You have 229 mL of chlorine trifluoride gas at 735 mmHg and
30
°
C. What is the mass (in g) of the sample?
g
To determine the mass of the sample, we need to use the Ideal Gas Law equation:
PV = nRT
Where:
P = pressure in atm (convert mmHg to atm by dividing by 760: 735 mmHg / 760 = 0.966 atm)
V = volume in liters (convert mL to L by dividing by 1000: 229 mL / 1000 = 0.229 L)
n = number of moles of gas
R = ideal gas constant = 0.0821 L·atm/(mol·K)
T = temperature in Kelvin (convert Celsius to Kelvin: 30 + 273 = 303 K)

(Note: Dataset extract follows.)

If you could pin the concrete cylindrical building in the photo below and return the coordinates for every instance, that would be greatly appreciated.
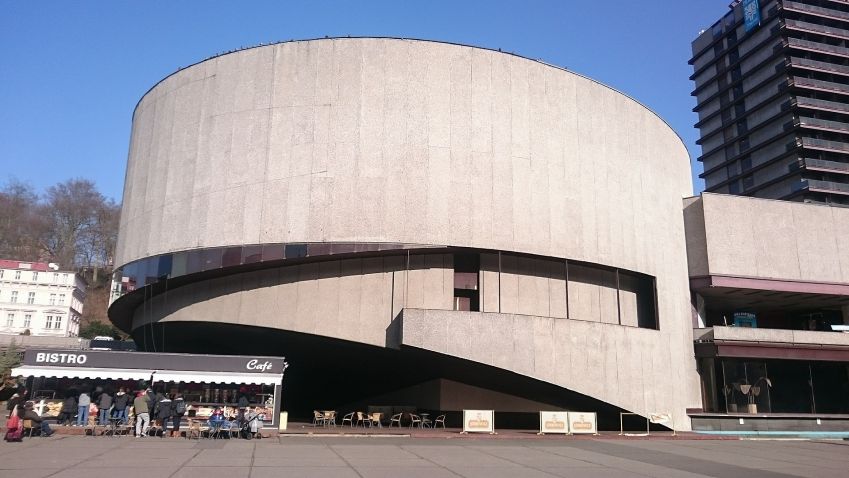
(412, 222)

Rearranging the equation to solve for n:
n = (PV)/(RT)
n = (0.966 atm * 0.229 L) / (0.0821 L·atm/(mol·K) * 303 K)
n = 0.3004 mol
Since the molar mass of chlorine trifluoride (ClF3) is approximately 92.45 g/mol, we can calculate the mass of the sample:
mass = n * molar mass
mass = 0.3004 mol * 92.45 g/mol
mass ≈ 27.64 g
Therefore, the mass of the sample is approximately 27.64 g.

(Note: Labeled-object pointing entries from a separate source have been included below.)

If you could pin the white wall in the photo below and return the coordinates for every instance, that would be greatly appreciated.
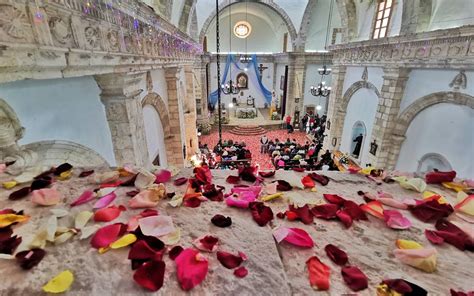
(362, 107)
(61, 109)
(316, 35)
(154, 135)
(254, 88)
(312, 79)
(446, 129)
(424, 82)
(452, 13)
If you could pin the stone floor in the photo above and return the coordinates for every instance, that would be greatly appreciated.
(273, 269)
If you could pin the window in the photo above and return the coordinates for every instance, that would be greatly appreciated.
(382, 18)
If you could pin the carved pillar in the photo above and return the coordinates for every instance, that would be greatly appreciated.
(120, 96)
(296, 71)
(190, 118)
(174, 152)
(385, 119)
(335, 114)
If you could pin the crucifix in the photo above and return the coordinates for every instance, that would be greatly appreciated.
(261, 68)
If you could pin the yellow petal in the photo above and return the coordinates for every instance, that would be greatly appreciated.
(82, 218)
(9, 219)
(408, 244)
(65, 175)
(59, 283)
(9, 185)
(171, 238)
(272, 196)
(124, 241)
(176, 201)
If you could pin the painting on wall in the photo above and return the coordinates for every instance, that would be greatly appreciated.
(242, 81)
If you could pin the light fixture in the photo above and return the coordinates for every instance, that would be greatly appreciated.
(230, 87)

To determine the mass of the sample, we can use the ideal gas law equation:
PV = nRT
Where:
P = pressure (in atm)
V = volume (in liters)
n = number of moles
R = gas constant (0.0821 L·atm/(mol·K))
T = temperature (in Kelvin)
First, let's convert the given volume from milliliters to liters:
229 mL = 229/1000 L
V = 0.229 L
Next, let's convert the temperature from Celsius to Kelvin:
T(K) = T(°C) + 273.15
T(K) = 30 + 273.15
T = 303.15 K
Now we can rearrange the ideal gas law equation to solve for n:
n = PV / (RT)
Substituting the given values:
P = 735 mmHg = 735/760 atm (since 1 atm = 760 mmHg)
R = 0.0821 L·atm/(mol·K)
n = (735/760) * 0.229 / (0.0821 * 303.15)
n ≈ 0.0103 mol
Finally, to calculate the mass (in grams) of the sample, we need to use the molar mass of chlorine trifluoride (ClF3), which is approximately 92.45 g/mol.
Mass = n * molar mass
Mass = 0.0103 mol * 92.45 g/mol
Mass ≈ 0.951 g
Therefore, the mass of the sample is approximately 0.951 grams.